Technology has freed “knowledge workers” from the tethers of place. Software developers, writers, designers, and many others can now work anywhere and any time they have internet access.

This has led to an explosion in freelancing, also known as the “gig economy.” A 2014 study looked at Australia’s freelancing economy and found that 30 per cent of Australian workers are freelancing, making an economic contribution of $51 billion yearly.

All those freelancers require a place to get the work done. Some make use of a home office, some use coffee shops, and many use coworking spaces. Coworking refers to an office-sharing model started in 2005 by Brad Neuberg, a software developer in San Francisco, who said he wanted “the freedom and independence of working for myself along with the structure and community of working with others.”

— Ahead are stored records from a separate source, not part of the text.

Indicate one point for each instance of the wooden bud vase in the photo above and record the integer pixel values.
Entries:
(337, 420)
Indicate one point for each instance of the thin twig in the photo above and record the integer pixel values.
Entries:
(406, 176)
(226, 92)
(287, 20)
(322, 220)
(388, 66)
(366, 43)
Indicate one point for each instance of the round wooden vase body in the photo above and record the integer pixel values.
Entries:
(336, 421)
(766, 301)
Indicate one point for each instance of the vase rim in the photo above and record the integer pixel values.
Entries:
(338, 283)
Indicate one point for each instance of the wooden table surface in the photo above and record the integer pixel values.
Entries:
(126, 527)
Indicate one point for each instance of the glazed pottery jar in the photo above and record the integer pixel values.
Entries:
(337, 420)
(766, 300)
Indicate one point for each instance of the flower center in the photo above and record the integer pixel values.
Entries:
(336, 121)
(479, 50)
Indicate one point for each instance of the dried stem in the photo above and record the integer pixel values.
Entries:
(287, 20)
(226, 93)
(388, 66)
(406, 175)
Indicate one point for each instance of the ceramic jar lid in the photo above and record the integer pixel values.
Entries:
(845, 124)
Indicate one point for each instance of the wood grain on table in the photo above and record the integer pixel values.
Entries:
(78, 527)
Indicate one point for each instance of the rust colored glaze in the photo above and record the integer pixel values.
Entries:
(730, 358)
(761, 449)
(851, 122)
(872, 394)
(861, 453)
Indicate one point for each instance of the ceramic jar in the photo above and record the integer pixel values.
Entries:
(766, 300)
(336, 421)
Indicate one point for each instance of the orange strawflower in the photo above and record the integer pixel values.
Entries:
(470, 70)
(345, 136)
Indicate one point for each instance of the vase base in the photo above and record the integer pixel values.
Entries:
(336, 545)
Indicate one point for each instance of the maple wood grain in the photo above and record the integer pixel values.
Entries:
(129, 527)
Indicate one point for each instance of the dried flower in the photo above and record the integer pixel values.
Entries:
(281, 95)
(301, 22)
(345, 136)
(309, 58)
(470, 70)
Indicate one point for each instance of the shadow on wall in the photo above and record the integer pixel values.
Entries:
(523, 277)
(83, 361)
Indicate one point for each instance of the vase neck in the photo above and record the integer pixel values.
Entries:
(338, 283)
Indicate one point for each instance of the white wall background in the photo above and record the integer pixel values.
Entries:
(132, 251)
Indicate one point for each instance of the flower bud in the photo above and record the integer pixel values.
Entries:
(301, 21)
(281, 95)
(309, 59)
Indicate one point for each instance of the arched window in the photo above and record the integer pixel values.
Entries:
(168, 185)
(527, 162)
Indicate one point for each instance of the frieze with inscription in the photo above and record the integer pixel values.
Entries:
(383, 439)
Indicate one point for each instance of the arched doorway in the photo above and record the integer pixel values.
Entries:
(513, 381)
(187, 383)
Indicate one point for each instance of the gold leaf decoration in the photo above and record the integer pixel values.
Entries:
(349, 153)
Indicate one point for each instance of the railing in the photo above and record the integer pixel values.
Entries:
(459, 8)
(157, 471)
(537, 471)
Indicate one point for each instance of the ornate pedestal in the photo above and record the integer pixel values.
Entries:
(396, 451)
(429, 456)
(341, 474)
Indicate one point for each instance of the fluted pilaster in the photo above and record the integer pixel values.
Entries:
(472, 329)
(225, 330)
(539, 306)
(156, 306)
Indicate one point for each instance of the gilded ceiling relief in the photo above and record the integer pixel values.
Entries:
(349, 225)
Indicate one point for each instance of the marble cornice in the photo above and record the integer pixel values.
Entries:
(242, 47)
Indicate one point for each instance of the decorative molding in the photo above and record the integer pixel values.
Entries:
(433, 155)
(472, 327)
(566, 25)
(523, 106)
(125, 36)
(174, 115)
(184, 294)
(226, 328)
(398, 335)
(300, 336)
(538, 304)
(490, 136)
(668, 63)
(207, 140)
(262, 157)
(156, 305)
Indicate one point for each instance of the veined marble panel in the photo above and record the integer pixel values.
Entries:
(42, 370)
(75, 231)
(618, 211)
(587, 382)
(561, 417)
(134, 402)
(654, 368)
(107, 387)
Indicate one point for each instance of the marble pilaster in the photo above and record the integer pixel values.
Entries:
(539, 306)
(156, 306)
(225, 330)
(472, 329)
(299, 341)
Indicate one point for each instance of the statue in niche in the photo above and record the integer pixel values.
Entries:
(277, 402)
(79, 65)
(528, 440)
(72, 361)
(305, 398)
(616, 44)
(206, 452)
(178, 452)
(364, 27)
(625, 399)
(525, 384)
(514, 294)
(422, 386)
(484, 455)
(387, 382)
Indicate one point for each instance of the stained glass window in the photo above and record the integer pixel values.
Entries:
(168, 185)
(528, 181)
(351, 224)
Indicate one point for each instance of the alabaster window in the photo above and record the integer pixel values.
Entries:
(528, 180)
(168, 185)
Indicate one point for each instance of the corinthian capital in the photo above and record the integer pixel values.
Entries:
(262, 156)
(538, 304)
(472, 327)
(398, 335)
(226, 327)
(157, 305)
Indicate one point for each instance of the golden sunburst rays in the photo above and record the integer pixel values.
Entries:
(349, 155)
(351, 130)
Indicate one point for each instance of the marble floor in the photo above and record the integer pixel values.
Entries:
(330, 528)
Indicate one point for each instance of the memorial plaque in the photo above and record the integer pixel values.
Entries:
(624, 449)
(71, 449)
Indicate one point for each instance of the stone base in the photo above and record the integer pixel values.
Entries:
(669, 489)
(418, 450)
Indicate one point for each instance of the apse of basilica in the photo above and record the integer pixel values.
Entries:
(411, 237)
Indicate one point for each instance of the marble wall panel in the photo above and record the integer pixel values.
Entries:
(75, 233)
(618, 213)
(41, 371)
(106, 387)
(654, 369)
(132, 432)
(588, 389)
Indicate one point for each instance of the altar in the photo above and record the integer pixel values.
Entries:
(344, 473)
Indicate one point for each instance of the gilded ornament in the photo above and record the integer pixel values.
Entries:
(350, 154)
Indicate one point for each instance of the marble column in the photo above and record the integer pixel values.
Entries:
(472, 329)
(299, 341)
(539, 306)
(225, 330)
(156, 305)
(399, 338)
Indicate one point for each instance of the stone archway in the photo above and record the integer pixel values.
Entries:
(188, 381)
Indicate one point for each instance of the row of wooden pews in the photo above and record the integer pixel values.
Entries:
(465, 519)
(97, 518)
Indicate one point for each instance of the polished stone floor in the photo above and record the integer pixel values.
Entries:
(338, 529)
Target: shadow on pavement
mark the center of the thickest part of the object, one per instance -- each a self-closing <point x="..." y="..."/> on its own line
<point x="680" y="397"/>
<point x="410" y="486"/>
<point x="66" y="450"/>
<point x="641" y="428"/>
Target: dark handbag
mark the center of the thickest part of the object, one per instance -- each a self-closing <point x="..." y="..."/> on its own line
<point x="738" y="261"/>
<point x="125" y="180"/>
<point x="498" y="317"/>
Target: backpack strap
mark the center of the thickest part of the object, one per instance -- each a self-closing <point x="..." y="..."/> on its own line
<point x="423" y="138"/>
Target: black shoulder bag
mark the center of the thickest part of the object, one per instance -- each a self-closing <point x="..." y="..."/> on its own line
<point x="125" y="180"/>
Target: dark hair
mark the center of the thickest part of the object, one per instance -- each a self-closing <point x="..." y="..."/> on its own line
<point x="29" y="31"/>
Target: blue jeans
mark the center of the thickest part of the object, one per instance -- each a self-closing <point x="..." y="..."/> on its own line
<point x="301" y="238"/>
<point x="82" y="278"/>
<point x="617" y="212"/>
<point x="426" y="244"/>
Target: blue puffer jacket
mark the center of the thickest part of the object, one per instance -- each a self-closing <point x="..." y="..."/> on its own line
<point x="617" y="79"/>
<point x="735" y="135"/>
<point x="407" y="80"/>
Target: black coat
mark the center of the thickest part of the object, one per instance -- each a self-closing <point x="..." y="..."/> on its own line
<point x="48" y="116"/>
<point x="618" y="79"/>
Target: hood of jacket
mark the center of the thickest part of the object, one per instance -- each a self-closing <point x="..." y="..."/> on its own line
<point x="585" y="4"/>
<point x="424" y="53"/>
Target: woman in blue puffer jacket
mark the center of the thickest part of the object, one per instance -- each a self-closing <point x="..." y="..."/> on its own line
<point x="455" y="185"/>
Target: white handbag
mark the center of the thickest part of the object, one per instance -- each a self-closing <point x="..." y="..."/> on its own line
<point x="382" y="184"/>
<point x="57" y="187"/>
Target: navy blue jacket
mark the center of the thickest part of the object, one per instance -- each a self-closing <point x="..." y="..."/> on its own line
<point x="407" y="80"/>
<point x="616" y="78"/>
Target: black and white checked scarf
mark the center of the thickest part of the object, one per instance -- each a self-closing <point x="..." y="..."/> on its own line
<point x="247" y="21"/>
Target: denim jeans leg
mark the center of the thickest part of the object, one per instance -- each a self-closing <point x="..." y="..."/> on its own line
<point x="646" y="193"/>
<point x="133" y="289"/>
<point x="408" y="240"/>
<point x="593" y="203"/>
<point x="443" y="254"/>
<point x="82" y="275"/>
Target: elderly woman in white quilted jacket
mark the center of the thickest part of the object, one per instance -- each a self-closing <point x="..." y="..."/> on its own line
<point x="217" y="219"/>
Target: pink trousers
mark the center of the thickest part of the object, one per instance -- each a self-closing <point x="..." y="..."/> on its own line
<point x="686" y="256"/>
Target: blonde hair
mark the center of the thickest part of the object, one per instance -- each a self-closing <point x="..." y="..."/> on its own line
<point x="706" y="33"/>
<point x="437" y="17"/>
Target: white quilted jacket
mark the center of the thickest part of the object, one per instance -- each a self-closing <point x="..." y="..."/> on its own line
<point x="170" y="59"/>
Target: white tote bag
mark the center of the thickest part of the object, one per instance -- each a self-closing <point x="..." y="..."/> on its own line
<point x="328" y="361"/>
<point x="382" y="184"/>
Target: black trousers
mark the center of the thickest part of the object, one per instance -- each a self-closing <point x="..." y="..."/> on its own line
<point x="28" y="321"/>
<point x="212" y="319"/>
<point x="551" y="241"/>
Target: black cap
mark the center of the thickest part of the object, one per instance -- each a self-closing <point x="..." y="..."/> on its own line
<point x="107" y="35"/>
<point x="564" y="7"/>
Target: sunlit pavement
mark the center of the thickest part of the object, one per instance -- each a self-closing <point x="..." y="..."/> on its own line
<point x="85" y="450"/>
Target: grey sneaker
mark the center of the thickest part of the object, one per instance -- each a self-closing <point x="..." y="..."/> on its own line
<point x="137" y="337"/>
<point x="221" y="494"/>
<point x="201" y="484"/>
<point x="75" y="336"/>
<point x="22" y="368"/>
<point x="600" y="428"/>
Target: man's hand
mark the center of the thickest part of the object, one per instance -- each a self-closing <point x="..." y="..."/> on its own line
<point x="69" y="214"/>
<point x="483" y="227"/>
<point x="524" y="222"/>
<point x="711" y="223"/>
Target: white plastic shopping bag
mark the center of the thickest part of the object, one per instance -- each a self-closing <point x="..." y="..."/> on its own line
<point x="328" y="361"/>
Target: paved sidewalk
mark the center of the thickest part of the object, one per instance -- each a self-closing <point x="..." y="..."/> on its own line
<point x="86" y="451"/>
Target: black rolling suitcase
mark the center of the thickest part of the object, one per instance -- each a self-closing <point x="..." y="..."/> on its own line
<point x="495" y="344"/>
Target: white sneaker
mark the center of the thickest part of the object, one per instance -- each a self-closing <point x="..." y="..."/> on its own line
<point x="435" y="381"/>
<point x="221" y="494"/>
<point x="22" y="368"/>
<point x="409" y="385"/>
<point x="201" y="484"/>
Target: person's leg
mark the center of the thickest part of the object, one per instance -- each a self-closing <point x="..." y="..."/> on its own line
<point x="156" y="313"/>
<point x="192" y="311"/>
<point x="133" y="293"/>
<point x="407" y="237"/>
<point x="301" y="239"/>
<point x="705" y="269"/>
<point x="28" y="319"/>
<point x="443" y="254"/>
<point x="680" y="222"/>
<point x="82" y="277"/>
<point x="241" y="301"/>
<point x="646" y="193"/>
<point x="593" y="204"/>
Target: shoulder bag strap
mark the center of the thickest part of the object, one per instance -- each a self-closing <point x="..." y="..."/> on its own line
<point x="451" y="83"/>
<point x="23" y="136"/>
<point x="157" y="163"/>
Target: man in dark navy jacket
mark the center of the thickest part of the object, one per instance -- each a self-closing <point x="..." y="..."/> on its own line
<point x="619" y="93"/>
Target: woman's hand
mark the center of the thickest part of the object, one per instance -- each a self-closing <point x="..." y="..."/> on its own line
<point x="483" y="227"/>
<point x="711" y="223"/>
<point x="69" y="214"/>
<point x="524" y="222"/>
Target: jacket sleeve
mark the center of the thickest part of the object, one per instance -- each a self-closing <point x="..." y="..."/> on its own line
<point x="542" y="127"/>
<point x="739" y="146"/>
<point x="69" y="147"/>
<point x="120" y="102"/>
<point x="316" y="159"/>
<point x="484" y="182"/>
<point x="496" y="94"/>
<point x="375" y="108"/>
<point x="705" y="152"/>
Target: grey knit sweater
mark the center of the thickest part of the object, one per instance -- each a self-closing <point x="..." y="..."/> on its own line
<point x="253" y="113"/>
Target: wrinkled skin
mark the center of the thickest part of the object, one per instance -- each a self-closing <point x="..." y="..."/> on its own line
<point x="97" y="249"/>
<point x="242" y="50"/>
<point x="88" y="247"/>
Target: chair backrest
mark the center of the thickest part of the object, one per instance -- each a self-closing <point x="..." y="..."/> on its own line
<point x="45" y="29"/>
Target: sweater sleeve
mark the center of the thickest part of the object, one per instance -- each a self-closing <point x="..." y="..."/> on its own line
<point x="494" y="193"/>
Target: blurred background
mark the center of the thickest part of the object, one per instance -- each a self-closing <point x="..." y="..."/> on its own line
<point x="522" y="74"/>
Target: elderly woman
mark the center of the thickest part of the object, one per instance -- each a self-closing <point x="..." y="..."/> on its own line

Architect Augustin Chevez has studied coworking and will be addressing the topic at the Total Facilities EXPO March 29-30 at the ICC. Chevez is Senior Researcher at international design firm HASSELL and Adjunct Research Fellow at the Centre For Design Innovation at Swinburne University.

According to Chevez, coworking could be a reaction to the “work anywhere, anytime” idea. “Once we realised that we can work anywhere anytime, the other side of that coin is we actually need to work somewhere, sometime,” he said.

In addition, not all work spaces, such as coffee shops and home offices, can offer all that each person needs. “You can work at home, you can work at the beach, you can work in all these different spaces,” Chevez said, “but these spaces seem to be falling short in some qualities, and these qualities most of the time are social qualities of interactions with others.”

A public space such as coworking can provide certain amenities.“It allows you to have a sense of community, someplace that you belong,” Chevez said. “It allows you to interact with others, to get out of your pajamas if you work from home and interact with others in that professional way.”

In addition to a place to work, coworking was founded on the values of community, openness, collaboration, sustainability, and accessibility. “Coworking has a social agenda,” Chevez said. “It’s a little bit like Club Med or going on a cruise. You have all these activities that are provided for you during the day, so you have yoga, meditation, sessions on this, sessions on that,” he noted.

In order to learn about coworking, Chevez immersed himself in coworking for three months as a research project. “I was very curious to see the extent that this coworking phenomenon works,” he said, “and what I found when I was part of this environment is that not many people take up these offers. Not many people are involved in these different activities, but perhaps the idea is that they are there as incentives for people to belong to these type of spaces.”

Some freelancers, of course, simply need a place to work, not a values-based approach or group activities. This “real-estate solution,” Chevez said, appeals to small and start-up firms that can’t commit to a lease and can’t accurately predict their growth.

“Coworking is helping those organisations that cannot foresee their growth pattern to stay there because it’s like space on tap,” he said. “Like beer on tap, coworking can be space on tap, because you can turn it on and off, or increase it as your needs go.”

This tends to be a temporary stage for a small company, he noted. “Eventually they’re too big to stay in coworking, or they want to have an office that reflects their culture, or have their independence, so they move out,” Chevez said.

Perhaps later, they’ll move back in to coworking. Large companies are also making use of coworking spaces, Chevez said, for two main reasons. “If they need special teams to work on a specific project, they can actually rent a space in coworking and they can go work from there and concentrate on this special project,” he said.

In addition, big companies use coworking spaces to recapture something lost. “Big companies are going back to coworking spaces to remember how they used to do things when they were smaller, when they were more agile,” he noted.

“It’s like a time capsule, going back to see how things were done when we were hungry, when we didn’t have the resources that we have now, and have that freshness again,” Chevez said.

A more recent evolution of coworking, Chevez noted, is “hoffice,” which entails people opening their homes to strangers for office space. The concept started in Sweden, and features work sessions of 45 minutes, followed by breaks of 15 minutes. The founders studied work performance and concluded that this model optimises productivity.

Chevez joined an hoffice group for research. “You go to someone’s house, ring the bell, and they open the house for you. They are very, very friendly. They give you their wifi password, and then you just work from their home,” he said.

This personal approach to work resonated with Chevez. “As tech evolves, and automation is happening,” he said, “what I’m seeing is that spaces need to be more human, because at the end of the day, we’re just going to be working at things that only humans can do.”